How to do what’s right?

The Nickel Boys is the story of Elwood Curtis. It is the early 1960s and he is a fan of the Civil Rights Movement and Martin Luther King Jr – it appeals to his innate sense of right and wrong and if he can just keep doing the right thing, everything will be fine.

It’s not. He, while trying to get to his college-level classes that he is taking whilst still in high school, hitches a ride with someone who’s just stolen a car. He gets sent to a reform school, Nickel in the book, but based on Florida’s Dozier School for Boys. Elwood becomes friends with Turner, a boy who has come back for his second time.

Their friendship is good and realistic and also a metaphor for how to live responsibly: do you always stand up for what is good and right (Elwood) or do you do what you have to to get by (Turner)? What is the better way to live? The book is not always clear.

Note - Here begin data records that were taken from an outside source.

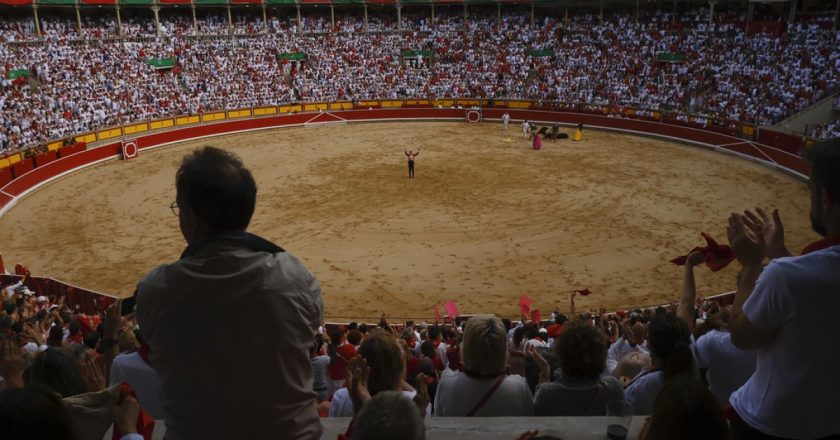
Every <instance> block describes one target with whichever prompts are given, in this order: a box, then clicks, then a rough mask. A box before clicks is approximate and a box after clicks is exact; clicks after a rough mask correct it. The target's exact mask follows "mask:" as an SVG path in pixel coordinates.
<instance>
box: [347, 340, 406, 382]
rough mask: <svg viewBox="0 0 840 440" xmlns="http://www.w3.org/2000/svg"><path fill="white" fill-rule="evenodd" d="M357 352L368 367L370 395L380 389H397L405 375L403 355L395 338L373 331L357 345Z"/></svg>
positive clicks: (404, 362) (404, 361) (399, 347)
mask: <svg viewBox="0 0 840 440" xmlns="http://www.w3.org/2000/svg"><path fill="white" fill-rule="evenodd" d="M358 354H359V355H361V356H362V357H363V358H365V360H367V366H368V367H370V379H369V380H368V390H369V391H370V395H371V396H375V395H376V393H379V392H380V391H390V390H397V389H399V385H400V382H401V381H402V380H403V378H404V376H405V355H404V354H403V351H402V348H400V346H399V344H397V341H396V339H394V337H393V336H392V335H390V334H387V333H385V332H373V333H371V334H369V335H368V337H367V338H366V339H365V340H364V342H362V345H360V346H359V351H358Z"/></svg>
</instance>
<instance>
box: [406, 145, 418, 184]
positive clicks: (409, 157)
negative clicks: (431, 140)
mask: <svg viewBox="0 0 840 440" xmlns="http://www.w3.org/2000/svg"><path fill="white" fill-rule="evenodd" d="M419 155H420V149H419V148H418V149H417V151H416V152H415V151H411V150H408V151H405V157H406V158H407V159H408V177H409V178H410V179H413V178H414V159H416V158H417V156H419Z"/></svg>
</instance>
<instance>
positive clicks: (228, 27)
mask: <svg viewBox="0 0 840 440" xmlns="http://www.w3.org/2000/svg"><path fill="white" fill-rule="evenodd" d="M227 10H228V33H229V34H232V33H233V14H232V13H231V12H230V5H228V6H227Z"/></svg>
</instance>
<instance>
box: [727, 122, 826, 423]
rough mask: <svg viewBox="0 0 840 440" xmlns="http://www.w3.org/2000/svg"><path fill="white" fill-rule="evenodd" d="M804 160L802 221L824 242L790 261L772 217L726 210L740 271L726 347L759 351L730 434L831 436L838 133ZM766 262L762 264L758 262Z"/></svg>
mask: <svg viewBox="0 0 840 440" xmlns="http://www.w3.org/2000/svg"><path fill="white" fill-rule="evenodd" d="M805 157H806V159H808V161H809V162H810V163H811V173H810V178H809V181H808V186H809V188H810V192H811V212H810V218H811V226H812V228H813V229H814V231H815V232H816V233H817V234H819V235H820V236H822V237H824V238H823V239H821V240H819V241H816V242H814V243H811V244H809V245H808V246H806V247H805V249H803V251H802V255H800V256H798V257H792V256H788V255H790V252H788V250H787V246H786V245H785V242H784V226H783V224H782V220H781V216H780V215H779V213H778V211H774V212H773V214H772V218H770V217H769V216H766V215H759V216H756V215H755V214H752V213H750V212H745V213H744V214H732V215H731V216H730V218H729V226H728V229H727V232H728V235H729V242H730V245H731V246H732V250H733V252H734V253H735V257H736V258H737V259H738V261H739V262H740V263H741V265H742V266H743V267H742V270H741V275H740V278H739V281H738V290H737V292H736V294H735V300H734V303H733V305H732V316H731V317H730V320H729V329H730V332H731V334H732V343H734V344H735V346H736V347H739V348H741V349H758V350H759V354H758V362H757V364H756V371H755V373H754V374H753V375H752V377H750V379H749V380H748V381H747V383H746V384H744V385H743V386H742V387H741V388H739V389H738V390H737V391H735V392H734V393H732V396H731V397H730V398H729V403H730V405H731V408H729V407H728V408H727V417H728V418H729V420H730V422H731V426H732V430H733V434H734V437H735V438H736V439H754V438H778V437H782V438H795V439H804V438H832V439H835V438H840V418H838V417H837V408H840V381H838V380H836V372H835V368H836V366H837V365H840V352H838V351H837V350H835V349H832V347H831V344H832V342H833V341H836V340H837V338H838V337H840V331H838V327H837V325H836V323H834V322H833V321H832V320H831V319H830V317H829V315H827V314H828V313H831V312H832V311H834V310H837V309H838V308H840V295H838V292H840V138H835V139H832V140H828V141H824V142H821V143H817V144H814V145H812V146H811V148H810V149H809V150H808V152H807V153H806V156H805ZM765 258H770V259H771V261H770V263H769V264H767V266H766V267H763V268H762V263H763V262H764V259H765Z"/></svg>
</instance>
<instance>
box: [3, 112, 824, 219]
mask: <svg viewBox="0 0 840 440" xmlns="http://www.w3.org/2000/svg"><path fill="white" fill-rule="evenodd" d="M505 111H507V112H508V113H509V114H510V116H511V118H512V119H528V120H532V121H545V122H558V123H561V124H569V125H577V124H578V123H579V122H580V123H583V124H584V127H598V128H606V129H615V130H624V131H630V132H635V133H638V134H642V135H655V136H665V137H669V138H672V139H675V140H684V141H688V142H694V143H700V144H705V145H708V146H715V147H717V148H722V149H726V150H730V151H733V152H736V153H740V154H744V155H748V156H751V157H755V158H758V159H761V160H763V161H771V160H772V161H775V162H777V163H778V164H780V165H782V166H785V167H787V168H790V169H792V170H795V171H797V172H799V173H801V174H804V175H807V174H808V172H809V167H808V164H807V162H805V161H804V160H802V159H801V158H799V157H797V156H795V155H792V154H789V153H787V152H785V151H781V150H774V149H772V148H768V147H766V146H762V145H757V144H754V143H751V142H748V141H744V140H742V139H739V138H736V137H733V136H729V135H726V134H721V133H716V132H713V131H708V130H703V129H698V128H691V127H686V126H679V125H672V124H663V123H660V122H653V121H643V120H638V119H626V118H613V117H607V116H603V115H597V114H584V113H573V112H559V111H539V110H516V109H507V110H506V109H503V108H492V109H484V110H483V115H484V118H491V119H494V118H495V119H497V118H501V116H502V114H503V113H504V112H505ZM465 113H466V110H465V109H435V108H402V109H400V108H395V109H371V110H368V109H363V110H348V111H336V112H329V113H297V114H289V115H282V116H272V117H266V118H255V119H240V120H236V121H227V122H221V123H216V124H208V125H196V126H191V127H185V128H181V129H176V130H171V131H165V132H161V133H155V134H150V135H146V136H139V137H137V138H136V139H137V145H138V146H139V147H140V149H145V148H150V147H155V146H158V145H162V144H166V143H171V142H178V141H184V140H189V139H192V138H197V137H204V136H214V135H220V134H224V133H231V132H236V131H244V130H253V129H260V128H273V127H282V126H289V125H296V124H297V125H299V124H304V123H306V122H309V121H312V122H313V123H318V122H339V121H341V120H347V121H364V120H394V119H402V120H416V119H455V120H463V118H464V116H465ZM85 148H86V145H85V144H84V143H81V144H77V145H74V146H71V147H64V148H61V149H60V150H59V154H58V155H59V156H60V159H59V160H55V161H52V162H49V163H46V164H44V165H43V166H39V167H38V168H35V169H34V170H31V171H28V172H26V173H24V174H23V175H19V176H18V178H17V179H15V180H13V181H12V182H11V183H8V184H7V185H5V186H4V187H3V188H2V190H3V192H5V193H7V194H8V195H11V196H14V197H17V196H20V195H21V194H23V193H24V192H26V191H27V190H29V189H31V188H34V187H35V186H37V185H38V184H40V183H41V182H44V181H46V180H48V179H51V178H53V177H55V176H57V175H59V174H62V173H65V172H68V171H70V170H73V169H75V168H78V167H81V166H83V165H86V164H89V163H92V162H95V161H97V160H101V159H106V158H109V157H112V156H116V155H118V154H119V153H120V143H119V142H115V143H111V144H107V145H103V146H99V147H96V148H92V149H90V150H85ZM24 168H25V167H24ZM8 202H9V200H8V197H0V208H2V207H3V206H5V205H6V204H7V203H8Z"/></svg>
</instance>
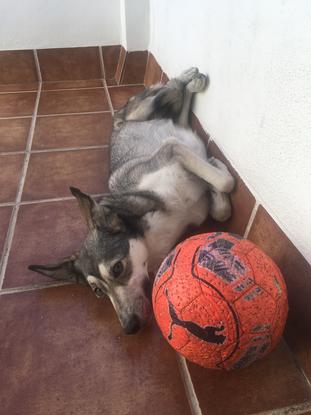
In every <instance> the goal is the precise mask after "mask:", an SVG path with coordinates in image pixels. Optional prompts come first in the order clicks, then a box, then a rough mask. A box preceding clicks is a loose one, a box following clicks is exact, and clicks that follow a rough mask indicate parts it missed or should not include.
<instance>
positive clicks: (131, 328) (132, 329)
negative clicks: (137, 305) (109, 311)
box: [124, 314, 141, 334]
mask: <svg viewBox="0 0 311 415" xmlns="http://www.w3.org/2000/svg"><path fill="white" fill-rule="evenodd" d="M140 328H141V324H140V321H139V318H138V317H137V316H136V314H134V315H133V316H132V317H131V318H130V319H129V320H128V321H127V323H126V325H125V326H124V332H125V333H126V334H135V333H137V332H138V330H140Z"/></svg>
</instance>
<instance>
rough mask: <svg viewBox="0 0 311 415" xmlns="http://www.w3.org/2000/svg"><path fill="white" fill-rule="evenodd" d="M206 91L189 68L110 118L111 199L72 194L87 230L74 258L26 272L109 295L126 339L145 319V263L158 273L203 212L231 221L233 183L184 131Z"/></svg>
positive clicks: (203, 215)
mask: <svg viewBox="0 0 311 415" xmlns="http://www.w3.org/2000/svg"><path fill="white" fill-rule="evenodd" d="M206 84H207V78H206V77H205V76H204V75H202V74H200V73H199V72H198V70H197V69H196V68H190V69H189V70H188V71H185V72H184V73H183V74H182V75H181V76H180V77H179V78H176V79H173V80H171V81H169V82H168V83H167V84H166V85H161V84H158V85H155V86H153V87H151V88H148V89H146V90H145V91H144V92H142V93H140V94H138V95H137V96H135V97H132V98H131V99H130V100H129V102H128V104H127V105H126V106H125V107H124V108H123V109H121V110H120V111H119V112H117V113H116V114H115V119H114V129H113V132H112V136H111V142H110V154H111V163H110V169H111V170H110V178H109V189H110V192H111V193H110V195H108V196H106V197H104V198H103V199H102V200H101V201H100V202H99V203H97V202H96V201H95V200H93V199H92V198H91V197H90V196H88V195H86V194H84V193H82V192H81V191H80V190H79V189H75V188H71V191H72V194H73V195H74V196H75V197H76V198H77V200H78V202H79V205H80V208H81V212H82V214H83V216H84V218H85V220H86V223H87V225H88V229H89V232H88V235H87V237H86V239H85V241H84V243H83V246H82V248H81V250H80V252H79V253H77V254H75V255H73V256H72V257H70V258H66V259H65V260H64V261H62V262H59V263H57V264H50V265H32V266H30V269H32V270H34V271H37V272H40V273H42V274H44V275H48V276H50V277H52V278H56V279H65V280H66V279H67V280H70V281H74V282H77V283H80V284H88V285H89V286H90V287H91V288H92V289H93V291H94V292H95V294H96V295H97V296H98V297H101V296H102V295H104V294H106V295H108V296H109V298H110V299H111V301H112V303H113V305H114V307H115V310H116V313H117V315H118V318H119V320H120V323H121V325H122V327H123V328H124V330H125V332H127V333H134V332H136V331H137V330H138V329H139V328H140V327H142V326H143V325H144V324H145V323H146V321H147V320H148V318H149V314H150V299H148V295H147V291H148V285H149V286H150V282H148V270H147V259H148V262H149V269H151V270H152V271H156V270H157V267H158V266H159V265H160V263H161V261H162V260H163V258H164V257H165V256H166V255H167V253H168V252H169V250H170V249H171V248H172V247H173V246H174V244H175V243H176V242H177V240H178V238H180V236H181V235H182V234H183V232H184V231H185V229H186V227H187V226H188V225H189V224H196V225H199V224H201V223H202V222H203V221H204V220H205V218H206V217H207V214H208V212H209V210H210V212H211V214H212V216H213V217H214V218H215V219H217V220H220V221H222V220H225V219H227V218H228V217H229V216H230V211H231V207H230V202H229V198H228V195H227V193H229V192H230V191H231V190H232V188H233V185H234V181H233V178H232V176H231V175H230V173H229V172H228V170H227V168H226V167H225V166H224V165H223V163H221V162H220V161H219V160H216V159H214V158H209V157H208V156H207V153H206V149H205V146H204V144H203V142H202V141H201V140H200V139H199V137H198V136H196V134H194V133H193V132H192V131H191V130H190V129H189V127H188V118H189V111H190V106H191V102H192V96H193V93H195V92H199V91H201V90H203V89H204V87H205V86H206ZM120 270H121V271H120Z"/></svg>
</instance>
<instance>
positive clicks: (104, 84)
mask: <svg viewBox="0 0 311 415" xmlns="http://www.w3.org/2000/svg"><path fill="white" fill-rule="evenodd" d="M102 81H103V84H104V86H105V93H106V97H107V101H108V105H109V108H110V112H111V115H112V118H113V117H114V109H113V105H112V102H111V98H110V94H109V91H108V87H107V82H106V80H105V79H103V80H102Z"/></svg>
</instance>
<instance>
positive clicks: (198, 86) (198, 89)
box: [186, 73, 208, 93]
mask: <svg viewBox="0 0 311 415" xmlns="http://www.w3.org/2000/svg"><path fill="white" fill-rule="evenodd" d="M207 84H208V78H207V76H205V75H203V74H202V73H199V74H198V75H197V76H196V77H195V78H194V79H192V81H190V82H189V83H188V85H187V87H186V88H187V89H188V90H189V91H190V92H193V93H194V92H201V91H204V89H205V88H206V86H207Z"/></svg>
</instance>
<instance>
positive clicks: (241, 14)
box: [149, 0, 311, 262]
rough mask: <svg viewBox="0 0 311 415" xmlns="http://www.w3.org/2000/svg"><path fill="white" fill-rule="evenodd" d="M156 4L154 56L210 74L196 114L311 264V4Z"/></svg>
mask: <svg viewBox="0 0 311 415" xmlns="http://www.w3.org/2000/svg"><path fill="white" fill-rule="evenodd" d="M150 2H151V4H150V8H151V22H150V24H151V33H150V47H149V49H150V51H151V52H152V53H153V54H154V55H155V57H156V58H157V60H158V62H159V63H160V65H161V66H162V67H163V69H164V70H165V71H166V72H167V73H168V75H169V76H170V77H171V76H174V75H177V74H178V73H179V72H180V71H181V70H183V69H184V68H187V67H189V66H198V67H199V68H200V70H201V71H203V72H206V73H208V74H209V76H210V87H209V89H208V90H207V91H206V92H205V93H204V94H201V95H200V96H198V97H197V101H196V104H195V112H196V114H197V115H198V117H199V119H200V121H201V122H202V124H203V126H204V127H205V129H206V131H208V132H209V133H210V134H211V136H212V137H213V138H214V139H215V141H216V142H217V144H218V145H219V146H220V148H221V149H222V150H223V152H224V153H225V155H226V156H227V157H228V159H229V160H230V161H231V162H232V164H233V166H235V168H236V169H237V171H238V172H239V173H240V175H241V177H242V178H243V179H244V180H245V182H246V183H247V185H248V186H249V188H250V189H251V191H252V192H253V193H254V194H255V195H256V197H257V199H258V200H259V201H260V202H261V203H262V204H263V206H264V207H265V208H266V209H267V210H268V212H269V213H270V214H271V215H272V217H273V218H274V219H275V220H276V222H277V223H278V224H279V225H280V227H281V228H282V229H283V230H284V232H285V233H286V234H287V235H288V237H289V238H290V239H291V240H292V241H293V242H294V243H295V245H296V246H297V248H298V249H299V250H300V251H301V252H302V254H303V255H304V256H305V257H306V259H307V260H308V261H309V262H311V1H309V0H236V1H232V0H219V1H215V0H192V1H188V0H170V1H167V0H150Z"/></svg>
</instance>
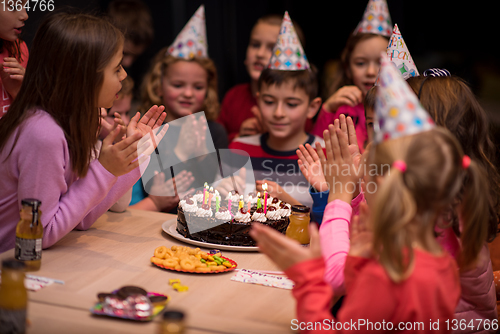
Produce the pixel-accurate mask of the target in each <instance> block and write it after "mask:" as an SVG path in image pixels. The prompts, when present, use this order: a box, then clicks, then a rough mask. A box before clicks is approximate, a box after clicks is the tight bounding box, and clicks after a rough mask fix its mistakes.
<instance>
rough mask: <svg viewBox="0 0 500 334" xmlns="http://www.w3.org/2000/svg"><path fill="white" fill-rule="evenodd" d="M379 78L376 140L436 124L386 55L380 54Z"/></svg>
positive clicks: (374, 136) (400, 134) (401, 136)
mask: <svg viewBox="0 0 500 334" xmlns="http://www.w3.org/2000/svg"><path fill="white" fill-rule="evenodd" d="M379 79H380V80H379V85H378V86H377V87H378V90H377V97H376V102H375V118H376V120H375V124H374V130H375V131H374V132H375V136H374V141H375V143H380V142H382V141H384V140H389V139H395V138H399V137H403V136H408V135H412V134H415V133H419V132H423V131H427V130H430V129H432V128H433V127H434V126H435V124H434V121H433V120H432V118H431V117H430V116H429V114H428V113H427V111H426V110H425V109H424V108H423V107H422V105H421V104H420V101H419V100H418V98H417V96H416V95H415V93H414V92H413V90H412V89H411V88H410V86H409V85H408V84H407V83H406V81H405V80H404V79H403V77H402V76H401V72H400V71H399V70H398V69H397V68H396V67H395V66H394V64H393V63H392V62H391V61H390V60H389V59H388V58H387V56H386V55H385V54H382V65H381V67H380V73H379Z"/></svg>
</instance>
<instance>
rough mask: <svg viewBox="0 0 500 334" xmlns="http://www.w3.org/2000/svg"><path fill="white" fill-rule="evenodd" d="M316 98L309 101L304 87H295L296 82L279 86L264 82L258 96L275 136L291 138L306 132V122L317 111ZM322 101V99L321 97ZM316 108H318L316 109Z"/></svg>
mask: <svg viewBox="0 0 500 334" xmlns="http://www.w3.org/2000/svg"><path fill="white" fill-rule="evenodd" d="M316 100H317V99H314V100H313V102H310V101H309V96H308V95H307V94H306V92H305V91H304V90H303V89H300V88H297V89H294V82H292V81H286V82H283V83H282V84H281V86H277V85H275V84H272V85H266V84H263V85H262V87H261V89H260V91H259V94H258V96H257V104H258V105H259V108H260V111H261V113H262V120H263V122H264V125H265V127H266V128H267V129H268V130H269V135H270V136H272V137H274V138H280V139H290V138H292V137H294V136H297V135H301V134H304V133H305V132H304V126H305V122H306V120H307V119H308V118H312V117H313V116H314V114H315V113H316V111H317V107H319V104H318V105H317V106H316ZM319 101H320V102H319V103H321V99H319ZM315 108H316V109H315Z"/></svg>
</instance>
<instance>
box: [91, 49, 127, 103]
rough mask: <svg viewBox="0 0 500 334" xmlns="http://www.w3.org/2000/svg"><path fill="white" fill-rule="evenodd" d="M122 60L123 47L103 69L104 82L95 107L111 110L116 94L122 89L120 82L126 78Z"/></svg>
mask: <svg viewBox="0 0 500 334" xmlns="http://www.w3.org/2000/svg"><path fill="white" fill-rule="evenodd" d="M122 58H123V47H120V48H119V50H118V52H117V53H116V54H115V55H114V56H113V58H111V61H110V62H109V63H108V65H107V66H106V67H105V68H104V80H103V82H102V87H101V91H100V92H99V97H98V100H97V104H98V105H97V107H99V108H111V107H112V106H113V103H114V102H115V101H116V100H117V99H118V92H119V91H120V90H121V89H122V81H123V80H124V79H125V78H126V77H127V72H125V70H124V69H123V67H122V65H121V62H122Z"/></svg>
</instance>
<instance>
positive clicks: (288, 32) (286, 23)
mask: <svg viewBox="0 0 500 334" xmlns="http://www.w3.org/2000/svg"><path fill="white" fill-rule="evenodd" d="M267 67H268V68H270V69H273V70H281V71H301V70H306V69H308V68H309V67H310V65H309V61H308V60H307V57H306V54H305V52H304V49H303V48H302V44H300V40H299V37H298V36H297V33H296V32H295V28H294V27H293V23H292V20H291V19H290V16H289V15H288V12H285V15H284V16H283V21H282V22H281V28H280V34H279V36H278V41H277V42H276V44H275V45H274V49H273V54H272V56H271V59H270V60H269V65H268V66H267Z"/></svg>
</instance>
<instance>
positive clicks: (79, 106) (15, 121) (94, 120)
mask: <svg viewBox="0 0 500 334" xmlns="http://www.w3.org/2000/svg"><path fill="white" fill-rule="evenodd" d="M120 45H123V35H122V33H121V32H120V31H119V30H118V29H117V28H115V27H114V26H113V25H112V24H111V23H109V22H108V21H106V20H104V19H101V18H98V17H95V16H91V15H87V14H68V13H58V14H52V15H50V16H48V17H47V18H46V19H45V20H44V21H43V22H42V23H41V24H40V27H39V28H38V30H37V32H36V35H35V38H34V40H33V45H32V48H31V54H30V61H29V62H28V66H27V68H26V75H25V76H24V80H23V83H22V86H21V89H20V91H19V94H18V95H17V97H16V99H15V100H14V101H13V103H12V105H11V106H10V108H9V112H8V113H6V114H5V116H4V117H2V118H1V119H0V150H2V149H4V148H5V147H4V146H5V143H6V142H7V140H8V138H9V137H10V136H11V135H12V133H13V132H14V130H15V129H16V128H17V127H21V128H20V131H19V132H18V134H17V137H16V141H15V142H14V145H15V143H16V142H17V138H18V137H19V134H20V132H21V131H22V123H23V122H24V121H25V120H26V119H27V118H29V117H30V116H32V115H33V111H34V110H35V109H42V110H45V111H46V112H47V113H49V114H50V115H51V116H52V118H53V119H54V120H55V121H56V122H57V124H58V125H59V126H60V127H61V128H62V130H63V131H64V135H65V138H66V141H67V144H68V148H69V152H70V159H71V166H72V168H73V171H74V172H75V173H76V174H77V175H78V176H79V177H84V176H85V175H86V174H87V171H88V166H89V162H90V160H91V158H92V156H93V154H95V152H94V151H95V144H96V142H97V130H98V127H99V119H100V118H99V109H98V102H97V101H98V96H99V92H100V90H101V87H102V84H103V81H104V69H105V67H106V66H107V65H108V64H109V62H110V61H111V59H112V58H113V56H114V55H115V54H116V53H117V52H118V50H119V48H120ZM8 149H10V152H12V150H13V149H14V146H13V147H11V148H8ZM9 155H10V153H9Z"/></svg>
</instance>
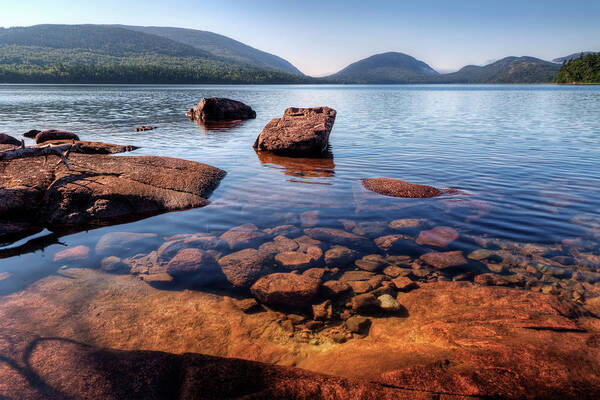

It also brought home the precariousness of being Black in the South during and before the Civil Rights Movement, and not for the first time. If you’ve ever seen pictures of Emmett Till, you know how precarious life was for Black Southerners. But I mourned for Elwood and his intelligence and his promise, getting sent to a reform school where terrible things happen because he hitched a ride with the wrong person.

I read The Nickel Boys in one sitting, basically, getting up only to eat dinner. The prose is good and the story is tight. Highly, highly recommended.